Jika diteruskan, sepertinya mereka berdua sebentar lagi akan saling melempar cangkir kopi. Sejak dulu James memang terlihat tidak nyaman jika mengobrol dengan Dario.


Ornado berkata dalam hati sambil menahan nafasnya sebentar, tidak habis pikir dengan sikap James dan Dario yang bisa-bisanya saling melempar senyum, tapi bibir mereka juga saling menyerang dan mata mereka saling menatap tajam.


“Sudahlah James, jangan menggoda Dario terus.” Akhirnya Ornado berusaha menengahi pembicaraan mereka, karena dilihatnya tatapan mata antara James dan Dario terlihat saling menyerang dengan tatapan tajam, padahal mereka saling melempar senyum di wajah mereka.


“Aku hanya ingin Dario segera menikah, jadi dia bisa memiliki sebuah keluarga dan membangun rumah impiannya bersama gadis pilihannya. Sebenarnya gadis hebat mana yang sudah berhasil membuat hatimu terpenjara oleh pesonanya itu Dario?” James masih saja meneruskan kata-katanya tanpa merasa bersalah.


James berkata dalam hati sambil menatap dalam-dalam ke arah Dario dengan wajah terlihat serius.


“Jangan khawatir, jika sudah tiba waktunya, kalian semua akan tahu siapa wanita itu.” Dario berkata dengan nada santai, lalu mengalihkan pandangannya pada Dave yang tadinya hanya diam mengikuti permbicaraan mereka tanpa berkomentar apapun.
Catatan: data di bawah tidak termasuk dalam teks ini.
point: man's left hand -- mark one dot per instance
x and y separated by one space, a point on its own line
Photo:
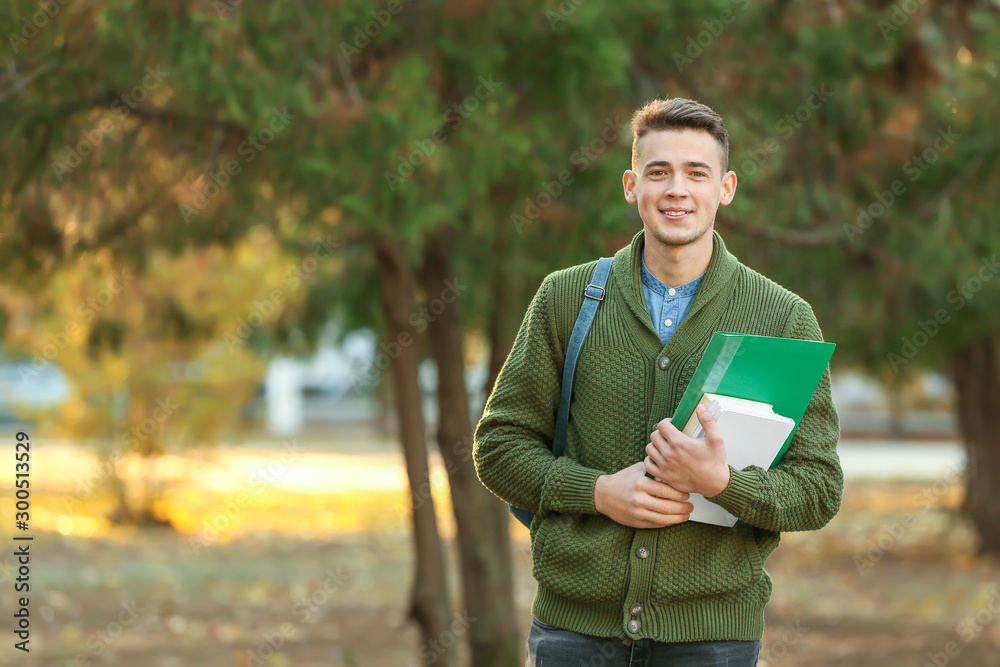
695 465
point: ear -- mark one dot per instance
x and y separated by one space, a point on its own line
628 184
728 188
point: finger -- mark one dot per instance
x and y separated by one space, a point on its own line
666 428
656 455
675 507
654 518
658 441
652 468
662 490
712 432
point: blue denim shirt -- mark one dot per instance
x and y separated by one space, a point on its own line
667 305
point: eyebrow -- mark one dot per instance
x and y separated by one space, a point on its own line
664 163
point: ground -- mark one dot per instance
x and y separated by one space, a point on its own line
305 576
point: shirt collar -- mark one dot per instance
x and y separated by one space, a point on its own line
718 279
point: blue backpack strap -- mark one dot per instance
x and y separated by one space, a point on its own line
593 295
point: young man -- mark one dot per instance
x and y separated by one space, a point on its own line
622 574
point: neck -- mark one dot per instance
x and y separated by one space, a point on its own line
677 265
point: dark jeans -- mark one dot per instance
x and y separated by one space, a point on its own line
549 646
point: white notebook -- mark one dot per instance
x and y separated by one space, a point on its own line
753 434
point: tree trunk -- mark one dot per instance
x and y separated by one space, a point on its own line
976 374
429 604
480 517
500 341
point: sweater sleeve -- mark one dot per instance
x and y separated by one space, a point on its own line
512 449
803 491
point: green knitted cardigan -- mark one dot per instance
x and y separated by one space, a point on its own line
694 581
“Ah, Dave, daripada pusing memikirkan tentang perkataan James, lebih baik kita bahas rencana kerjasama kita.” Dave langsung tersenyum mendengar perkataan Dario.
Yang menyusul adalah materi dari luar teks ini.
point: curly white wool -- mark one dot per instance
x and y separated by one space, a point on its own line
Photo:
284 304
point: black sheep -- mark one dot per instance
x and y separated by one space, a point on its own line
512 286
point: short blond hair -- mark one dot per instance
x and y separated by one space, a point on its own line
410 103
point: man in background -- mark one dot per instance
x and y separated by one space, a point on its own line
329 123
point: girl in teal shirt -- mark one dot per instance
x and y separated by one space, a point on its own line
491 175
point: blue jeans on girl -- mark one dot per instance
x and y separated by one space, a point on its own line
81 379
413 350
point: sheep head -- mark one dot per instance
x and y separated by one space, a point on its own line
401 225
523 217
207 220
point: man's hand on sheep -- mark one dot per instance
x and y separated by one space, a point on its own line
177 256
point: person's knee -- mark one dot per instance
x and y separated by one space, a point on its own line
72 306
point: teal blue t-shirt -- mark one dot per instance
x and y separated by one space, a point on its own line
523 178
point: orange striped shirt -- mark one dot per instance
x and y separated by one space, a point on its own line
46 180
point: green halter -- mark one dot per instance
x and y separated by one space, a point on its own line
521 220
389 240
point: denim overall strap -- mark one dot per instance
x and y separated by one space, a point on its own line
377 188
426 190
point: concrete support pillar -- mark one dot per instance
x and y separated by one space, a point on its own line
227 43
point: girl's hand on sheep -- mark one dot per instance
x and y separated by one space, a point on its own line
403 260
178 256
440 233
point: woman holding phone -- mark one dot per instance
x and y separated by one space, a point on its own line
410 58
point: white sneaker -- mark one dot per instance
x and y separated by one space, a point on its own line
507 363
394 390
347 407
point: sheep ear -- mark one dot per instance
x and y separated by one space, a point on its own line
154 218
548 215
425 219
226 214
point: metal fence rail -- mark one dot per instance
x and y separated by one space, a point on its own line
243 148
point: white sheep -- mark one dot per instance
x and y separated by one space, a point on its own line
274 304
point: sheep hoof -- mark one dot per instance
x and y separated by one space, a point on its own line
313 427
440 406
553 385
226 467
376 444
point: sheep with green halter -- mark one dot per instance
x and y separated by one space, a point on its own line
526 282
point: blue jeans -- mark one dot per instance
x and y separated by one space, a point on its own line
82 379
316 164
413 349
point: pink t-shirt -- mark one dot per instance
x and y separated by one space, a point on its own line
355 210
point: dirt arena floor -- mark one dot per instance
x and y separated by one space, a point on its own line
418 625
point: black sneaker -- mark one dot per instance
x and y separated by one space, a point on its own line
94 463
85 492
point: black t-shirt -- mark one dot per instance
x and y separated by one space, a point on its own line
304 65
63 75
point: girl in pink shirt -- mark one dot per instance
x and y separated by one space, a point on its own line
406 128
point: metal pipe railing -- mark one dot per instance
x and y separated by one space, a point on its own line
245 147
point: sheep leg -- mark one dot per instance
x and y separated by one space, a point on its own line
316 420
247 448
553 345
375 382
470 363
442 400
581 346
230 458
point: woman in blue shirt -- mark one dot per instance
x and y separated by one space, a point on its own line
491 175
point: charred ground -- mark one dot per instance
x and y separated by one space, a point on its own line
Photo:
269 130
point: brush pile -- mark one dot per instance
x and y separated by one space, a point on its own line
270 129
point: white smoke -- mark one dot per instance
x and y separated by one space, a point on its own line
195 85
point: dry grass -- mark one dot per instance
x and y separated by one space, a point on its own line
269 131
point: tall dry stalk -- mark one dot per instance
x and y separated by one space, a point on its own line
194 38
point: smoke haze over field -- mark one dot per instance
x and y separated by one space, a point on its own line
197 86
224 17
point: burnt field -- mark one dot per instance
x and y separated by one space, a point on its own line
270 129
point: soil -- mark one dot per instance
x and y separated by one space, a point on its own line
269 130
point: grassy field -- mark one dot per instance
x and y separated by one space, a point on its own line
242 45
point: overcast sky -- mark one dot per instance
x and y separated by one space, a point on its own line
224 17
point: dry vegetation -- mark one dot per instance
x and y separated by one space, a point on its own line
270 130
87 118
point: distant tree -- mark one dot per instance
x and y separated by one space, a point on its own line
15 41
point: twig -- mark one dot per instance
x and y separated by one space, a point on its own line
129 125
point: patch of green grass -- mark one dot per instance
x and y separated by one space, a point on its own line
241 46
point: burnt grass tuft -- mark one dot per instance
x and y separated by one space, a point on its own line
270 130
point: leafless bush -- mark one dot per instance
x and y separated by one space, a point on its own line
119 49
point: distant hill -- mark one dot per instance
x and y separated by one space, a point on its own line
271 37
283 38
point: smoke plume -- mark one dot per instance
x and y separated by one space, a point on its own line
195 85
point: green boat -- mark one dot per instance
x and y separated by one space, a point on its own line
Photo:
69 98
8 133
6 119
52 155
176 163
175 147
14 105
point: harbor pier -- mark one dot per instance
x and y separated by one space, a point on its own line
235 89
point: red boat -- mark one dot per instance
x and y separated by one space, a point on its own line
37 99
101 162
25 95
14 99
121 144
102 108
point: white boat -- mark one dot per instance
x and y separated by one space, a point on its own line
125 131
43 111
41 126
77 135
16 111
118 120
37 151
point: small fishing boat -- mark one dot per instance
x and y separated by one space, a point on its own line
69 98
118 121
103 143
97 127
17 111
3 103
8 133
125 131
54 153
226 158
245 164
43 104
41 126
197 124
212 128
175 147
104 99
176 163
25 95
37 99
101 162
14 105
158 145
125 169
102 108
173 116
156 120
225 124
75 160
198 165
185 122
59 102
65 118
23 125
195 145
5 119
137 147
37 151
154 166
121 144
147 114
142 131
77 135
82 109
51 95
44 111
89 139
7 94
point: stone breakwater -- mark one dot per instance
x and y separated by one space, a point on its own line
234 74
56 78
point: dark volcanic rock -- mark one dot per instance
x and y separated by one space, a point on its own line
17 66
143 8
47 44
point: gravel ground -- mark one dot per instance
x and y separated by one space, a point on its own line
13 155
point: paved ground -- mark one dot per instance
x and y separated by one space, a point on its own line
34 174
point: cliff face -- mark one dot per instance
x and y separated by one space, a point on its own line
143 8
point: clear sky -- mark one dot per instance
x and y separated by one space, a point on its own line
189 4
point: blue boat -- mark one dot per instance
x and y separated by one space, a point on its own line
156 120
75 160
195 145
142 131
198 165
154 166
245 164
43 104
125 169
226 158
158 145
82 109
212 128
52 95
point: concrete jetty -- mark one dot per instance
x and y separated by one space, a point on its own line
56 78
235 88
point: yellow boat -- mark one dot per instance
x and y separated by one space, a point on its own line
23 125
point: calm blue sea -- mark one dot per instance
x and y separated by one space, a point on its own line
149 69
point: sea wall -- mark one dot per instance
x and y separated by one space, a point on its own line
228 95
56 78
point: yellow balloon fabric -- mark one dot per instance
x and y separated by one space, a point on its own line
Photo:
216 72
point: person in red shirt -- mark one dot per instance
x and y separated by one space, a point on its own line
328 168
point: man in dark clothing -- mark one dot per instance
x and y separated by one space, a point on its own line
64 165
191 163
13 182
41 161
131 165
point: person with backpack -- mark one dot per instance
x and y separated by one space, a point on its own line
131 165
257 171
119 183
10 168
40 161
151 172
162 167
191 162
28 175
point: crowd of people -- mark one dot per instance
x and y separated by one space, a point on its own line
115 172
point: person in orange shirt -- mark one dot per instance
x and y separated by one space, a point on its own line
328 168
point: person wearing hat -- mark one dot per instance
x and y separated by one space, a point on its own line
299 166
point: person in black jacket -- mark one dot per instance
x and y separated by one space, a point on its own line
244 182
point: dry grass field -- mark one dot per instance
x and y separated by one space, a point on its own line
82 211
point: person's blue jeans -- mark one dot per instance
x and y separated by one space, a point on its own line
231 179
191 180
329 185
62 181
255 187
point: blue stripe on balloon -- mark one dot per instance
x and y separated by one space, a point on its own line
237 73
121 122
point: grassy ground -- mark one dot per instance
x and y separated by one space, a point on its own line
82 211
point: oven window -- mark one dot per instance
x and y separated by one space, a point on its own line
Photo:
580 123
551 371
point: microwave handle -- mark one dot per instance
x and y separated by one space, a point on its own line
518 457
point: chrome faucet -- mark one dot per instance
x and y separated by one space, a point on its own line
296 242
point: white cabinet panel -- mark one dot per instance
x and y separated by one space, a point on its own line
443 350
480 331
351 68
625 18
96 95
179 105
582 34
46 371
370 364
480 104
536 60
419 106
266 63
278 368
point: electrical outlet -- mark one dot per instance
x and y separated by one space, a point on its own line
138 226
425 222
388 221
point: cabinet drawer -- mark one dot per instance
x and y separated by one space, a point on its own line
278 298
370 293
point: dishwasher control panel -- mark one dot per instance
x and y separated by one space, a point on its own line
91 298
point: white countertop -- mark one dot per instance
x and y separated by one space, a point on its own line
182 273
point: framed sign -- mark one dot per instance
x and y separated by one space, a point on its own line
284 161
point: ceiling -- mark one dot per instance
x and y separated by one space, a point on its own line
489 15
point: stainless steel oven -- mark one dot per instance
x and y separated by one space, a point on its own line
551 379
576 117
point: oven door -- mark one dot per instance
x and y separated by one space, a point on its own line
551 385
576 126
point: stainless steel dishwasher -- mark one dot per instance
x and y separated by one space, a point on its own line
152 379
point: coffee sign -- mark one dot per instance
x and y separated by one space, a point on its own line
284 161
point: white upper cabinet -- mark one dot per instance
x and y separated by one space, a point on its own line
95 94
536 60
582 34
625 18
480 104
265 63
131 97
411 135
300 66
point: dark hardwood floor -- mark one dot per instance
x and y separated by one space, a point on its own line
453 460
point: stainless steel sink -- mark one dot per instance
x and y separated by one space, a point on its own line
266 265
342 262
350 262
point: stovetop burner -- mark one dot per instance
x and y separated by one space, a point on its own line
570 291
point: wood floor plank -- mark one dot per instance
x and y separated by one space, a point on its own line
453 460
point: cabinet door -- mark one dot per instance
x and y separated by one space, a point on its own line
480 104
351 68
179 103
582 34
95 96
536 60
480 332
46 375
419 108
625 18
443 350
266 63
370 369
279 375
“Dengan senang hati, aku akan menunggu tentang hasil dari surat penawaran kerjasama yang kamu katakan, sedang kamu siapkan untukku.” Jawaban Dave membuat Dario mengangguk dengan wajah terlihat senang, karena Dave mulai menanggapi ajakan kerjasama yang sempat dia bicara beberapa waktu lalu.
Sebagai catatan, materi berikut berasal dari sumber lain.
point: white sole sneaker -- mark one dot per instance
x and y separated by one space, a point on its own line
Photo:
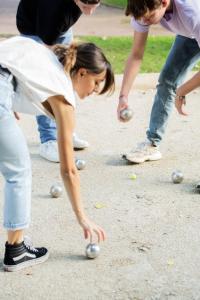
26 264
156 156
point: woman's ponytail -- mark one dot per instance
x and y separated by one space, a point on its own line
66 55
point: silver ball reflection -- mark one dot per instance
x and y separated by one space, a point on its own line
92 250
80 164
126 114
55 191
177 177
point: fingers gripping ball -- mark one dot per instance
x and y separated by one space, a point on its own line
92 250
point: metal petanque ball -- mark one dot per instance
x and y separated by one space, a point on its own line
80 164
177 177
126 114
92 250
56 191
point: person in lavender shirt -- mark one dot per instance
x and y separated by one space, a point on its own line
182 18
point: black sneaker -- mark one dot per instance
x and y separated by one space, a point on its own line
23 255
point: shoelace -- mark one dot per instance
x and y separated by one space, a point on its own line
28 244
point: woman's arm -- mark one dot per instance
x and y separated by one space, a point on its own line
65 121
132 68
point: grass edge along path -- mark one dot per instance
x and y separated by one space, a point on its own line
117 50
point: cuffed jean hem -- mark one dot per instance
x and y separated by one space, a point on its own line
15 227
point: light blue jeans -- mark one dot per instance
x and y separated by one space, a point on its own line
184 54
47 126
15 163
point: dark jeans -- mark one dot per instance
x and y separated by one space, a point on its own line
184 54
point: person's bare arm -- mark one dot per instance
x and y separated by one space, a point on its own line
132 68
65 121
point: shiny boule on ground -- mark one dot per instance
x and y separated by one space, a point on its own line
92 250
126 114
55 191
177 177
80 164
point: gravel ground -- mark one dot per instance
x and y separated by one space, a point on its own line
152 225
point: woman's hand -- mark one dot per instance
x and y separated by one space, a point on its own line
123 104
90 229
180 102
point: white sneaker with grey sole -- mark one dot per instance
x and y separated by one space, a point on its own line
143 152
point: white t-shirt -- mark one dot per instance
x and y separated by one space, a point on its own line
38 73
184 19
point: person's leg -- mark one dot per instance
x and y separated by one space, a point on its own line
16 169
184 54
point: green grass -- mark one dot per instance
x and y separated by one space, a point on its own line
115 3
117 50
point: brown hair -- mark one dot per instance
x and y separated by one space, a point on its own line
138 8
88 56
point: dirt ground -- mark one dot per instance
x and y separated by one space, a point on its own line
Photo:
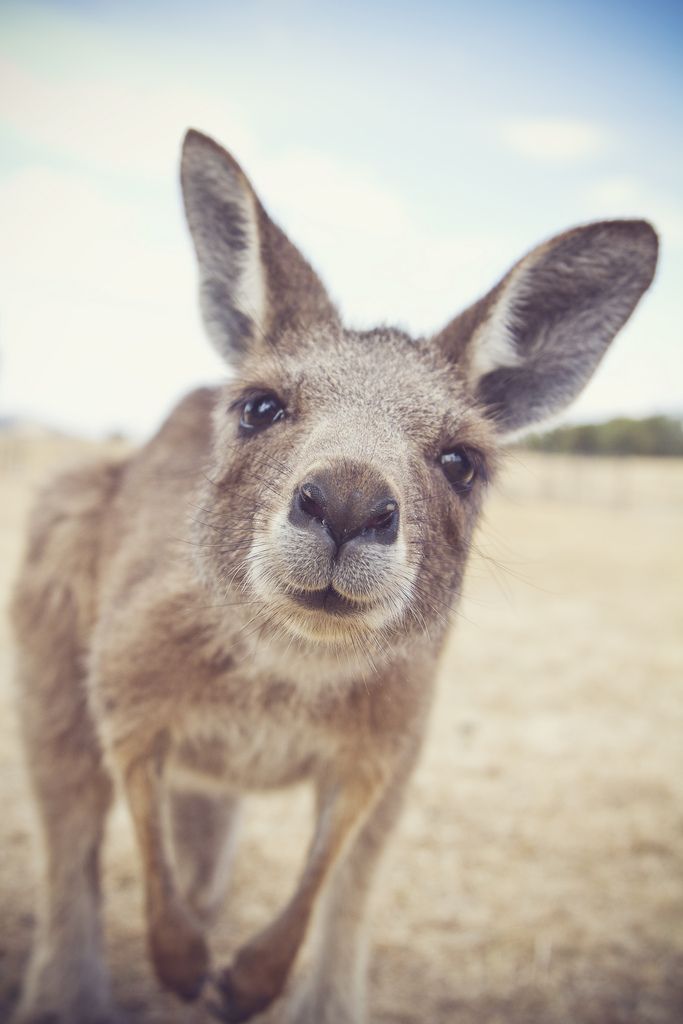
538 872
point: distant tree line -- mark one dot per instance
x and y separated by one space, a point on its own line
659 435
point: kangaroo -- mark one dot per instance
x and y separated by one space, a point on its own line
260 594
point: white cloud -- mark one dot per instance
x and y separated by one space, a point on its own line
553 139
130 125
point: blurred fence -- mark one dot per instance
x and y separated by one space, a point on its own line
619 482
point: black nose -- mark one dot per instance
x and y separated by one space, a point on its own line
355 505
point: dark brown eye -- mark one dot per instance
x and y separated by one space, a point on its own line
259 413
459 468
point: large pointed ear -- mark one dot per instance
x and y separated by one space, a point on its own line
253 282
529 346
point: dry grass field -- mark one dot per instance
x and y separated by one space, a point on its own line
537 877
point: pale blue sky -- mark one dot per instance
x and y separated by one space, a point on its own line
413 151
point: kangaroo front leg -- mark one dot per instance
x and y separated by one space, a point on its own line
176 945
261 967
333 990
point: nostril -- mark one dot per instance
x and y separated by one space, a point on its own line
385 518
311 501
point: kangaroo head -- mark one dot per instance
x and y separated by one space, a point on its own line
348 467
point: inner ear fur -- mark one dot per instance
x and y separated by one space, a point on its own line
530 345
254 284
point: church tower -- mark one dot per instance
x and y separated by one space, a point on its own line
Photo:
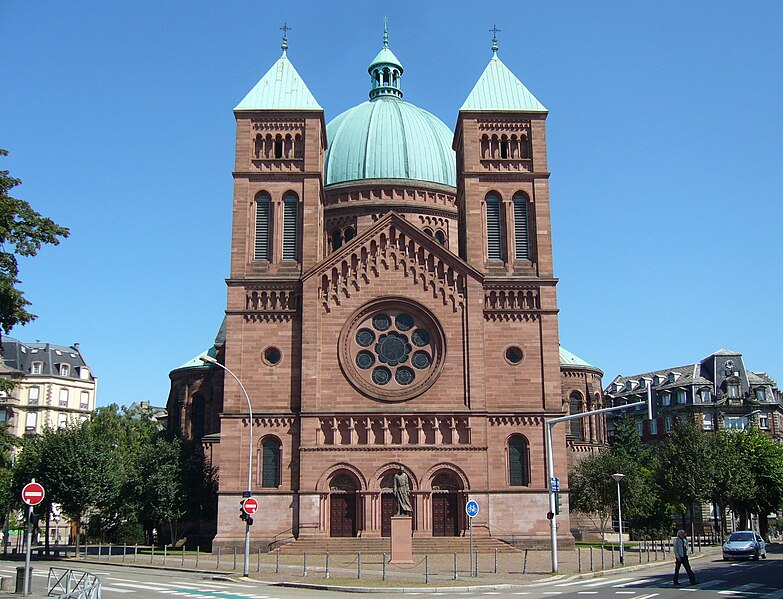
277 212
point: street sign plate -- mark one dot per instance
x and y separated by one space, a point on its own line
250 505
33 493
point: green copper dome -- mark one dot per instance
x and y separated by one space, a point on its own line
387 138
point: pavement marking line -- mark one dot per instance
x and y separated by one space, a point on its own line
633 582
601 583
711 583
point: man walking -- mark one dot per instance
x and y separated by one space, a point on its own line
681 558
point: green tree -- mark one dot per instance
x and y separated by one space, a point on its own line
681 469
22 233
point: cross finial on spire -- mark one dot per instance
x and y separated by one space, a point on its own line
494 31
285 29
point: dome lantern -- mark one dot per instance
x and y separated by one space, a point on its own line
385 70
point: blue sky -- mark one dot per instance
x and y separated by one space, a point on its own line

Beberapa waktu kemudian, para lelaki tampan itu menjadi serius membicarakan tentang bisnis mereka masing-masing, saling bertukar pikiran tentang usaha yang sedang mereka geluti, dan juga saling membicarakan pengalaman masing-masing selama mereka menjalalankan bisnis mereka.


Sampai pada akhirnya Dario yang sebenarnya menunggu munculnya sosok Cladia di tempat itu sedari tadi, mulai penasaran dengan keberadaan Cladia yang tidak juga muncul dan bergabung bersama mereka.


"Kalian berkumpul di sini dengan meninggalkan para istri kalian?" Dario akhirnya bertanya setelah beberapa saat matanya mencoba mencari sosok Cladia dan tidak mendapatinya ada di sekitar sana.


"Tidak juga, mereka sedang menikmati waktu belanja mereka, dan kami sedang menikmati waktu sore kami, sehingga bisa berbincang dari hati ke hati antar pria." Ornado langsung menjawab pertanyaan Dario sambil tersenyum.


“Ah, kalau begitu aku tidak perlu sungkan mengobrol berlama-lama dengan kalian yang sekarang statusnya lajang karena tidak ada istri kalian di sini.” Perkataan Dario membuat Ornado, Alvero dan Dave tersenyum.


“Hah, sepertinya jika para wanita itu sudah kembali, hanya tinggal Enzo dan James harapan bagimu untuk menemanimu sebagai sesama bujangan.” Dario dan Enzo langsung tertawa mendengar perkataan Ornado, tapi tidak dengan James, yang seolah mengerti bahwa Dario sedang menunggu hadirnya sosok Cladia.


Ist, dasar Ornado! Siapa juga yang mau berlama-lama menemani Dario. Apa Ad tidak tahu? Atau pura-pura tidak tahu kalau kakak angkatnya ini sepertinya menyimpan perasaan khusus pada istrinya sejak mereka masih kecil juga?


James berkata dalam hati sambil memandang ke arah Dario, namun segera mengalihkan pandangannya karena Dario juga sempat meliriknya sekilas, tidak ingin Dario bisa membaca raut wajahnya yang tidak suka saat Dario mulai menanyakan tentang para wanita itu.